US SEEKS TO DISTINGUISH US LAW FROM ISRAELI LAW
On Monday, Jan. 11, the U.S. Ambassador to Israel Dan Shapiro met with Ayelet Shaked to discuss the Transparency bill. Following that meeting the Embassy issued a statement which provided the same vague concern that in a free and functioning civil society such as Israel,”governments must protect free expression and peaceful dissent and create an atmosphere where all voices can be heard.”
The U.S. Embassy also released a statement in which it characterized the differences between FARA and Israel’s proposed Transparency Law.
The statement attempts to draw a sharp distinction between what the U.S. law covers as opposed to Israel’s proposed law, and suggests that the U.S. law “does not focus on funding by foreign governments, it instead focuses on activities engaged in ‘at the order, request or under the direction or control of a foreign principal,’ rather than funding,” which is what Israel’s law focuses on.

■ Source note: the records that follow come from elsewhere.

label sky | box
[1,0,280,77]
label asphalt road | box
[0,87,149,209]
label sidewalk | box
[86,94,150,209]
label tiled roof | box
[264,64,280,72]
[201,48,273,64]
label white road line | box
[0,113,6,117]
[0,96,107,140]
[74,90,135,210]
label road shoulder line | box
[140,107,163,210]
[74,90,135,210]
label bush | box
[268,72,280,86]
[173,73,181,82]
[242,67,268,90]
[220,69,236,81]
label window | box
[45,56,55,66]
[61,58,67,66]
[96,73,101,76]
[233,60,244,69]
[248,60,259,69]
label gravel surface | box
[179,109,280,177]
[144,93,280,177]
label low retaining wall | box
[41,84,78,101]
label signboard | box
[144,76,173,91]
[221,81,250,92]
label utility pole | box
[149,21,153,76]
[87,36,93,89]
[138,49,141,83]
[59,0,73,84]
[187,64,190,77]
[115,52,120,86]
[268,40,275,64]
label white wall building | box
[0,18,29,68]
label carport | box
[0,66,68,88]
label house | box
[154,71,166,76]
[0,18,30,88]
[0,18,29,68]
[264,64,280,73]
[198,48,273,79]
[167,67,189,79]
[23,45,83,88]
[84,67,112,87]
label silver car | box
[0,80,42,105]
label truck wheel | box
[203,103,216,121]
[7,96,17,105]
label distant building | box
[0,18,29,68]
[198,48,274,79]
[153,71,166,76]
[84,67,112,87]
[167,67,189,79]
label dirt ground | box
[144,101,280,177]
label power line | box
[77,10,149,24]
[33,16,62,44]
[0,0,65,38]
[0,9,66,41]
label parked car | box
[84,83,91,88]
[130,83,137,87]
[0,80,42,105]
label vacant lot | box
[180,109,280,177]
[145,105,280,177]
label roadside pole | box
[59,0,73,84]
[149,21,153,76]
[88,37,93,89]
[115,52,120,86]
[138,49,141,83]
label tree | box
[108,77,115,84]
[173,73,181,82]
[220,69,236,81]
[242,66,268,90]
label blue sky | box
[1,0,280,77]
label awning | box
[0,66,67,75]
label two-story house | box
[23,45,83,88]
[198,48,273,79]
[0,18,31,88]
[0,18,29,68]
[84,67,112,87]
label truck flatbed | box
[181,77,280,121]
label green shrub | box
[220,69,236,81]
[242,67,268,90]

But to pretend that such a distinction is meaningful is to ignore the bald ambiguity of “under the direction or control of a foreign principal.” Of course the foreign governments are giving the money to these non-profit organizations in order to further their own positions. It’s at best naive, bordering on ridiculous, to suggest that could not or does not constitute “direction or control.”
Why the U.S. casts Israel’s proposed law as possibly “creat[ing] the chilling effect on NGO activities that we are concerned about” is difficult to fathom, given the only requirement is that the funding source be identified, and even then only if it constitutes more than 50 percent of the entity’s entire budget. Chilling? Hardly.
U.S. LAW HAS CRIMINAL PENALTIES, EXTENSIVE REPORTING REQUIREMENTS AND VAGUE STANDARDS
The U.S. law, and this is something the U.S. Embassy failed to point out, differs in that it contains criminal sanctions: up to five years in prison and/or $10,000 for violations. The U.S. law also imposes exacting and onerous reporting requirements. Finally, the test for whether the Israeli law will apply is a simple test of arithmetic — more than 50% or less — so no ambiguity clouds anyone’s judgment or creates uncertainty about liability. The U.S. law, by contrast, uses ambiguous words and tests which are far more likely to lead to over-broad applications and chilling of speech than does the straightforward Israeli proposal’s standard.
Perhaps an excellent illustration of how the simple funding threshold is useful and designed precisely to address the sole motivating issue is the recent revelation that the European Union’s European Foundation for Democracy provided 30,000 Euros to the Israeli leftist non-governmental organization B’tselem to lobby against the proposed Transparency law.
As NGO-Monitor spokesman Aaron Kalman pointed out, that grant which was “openly aiming at influencing Israeli legislation, again highlights the infringement on sovereignty and the manipulative intent of European government funding in the context of Israeli democracy.”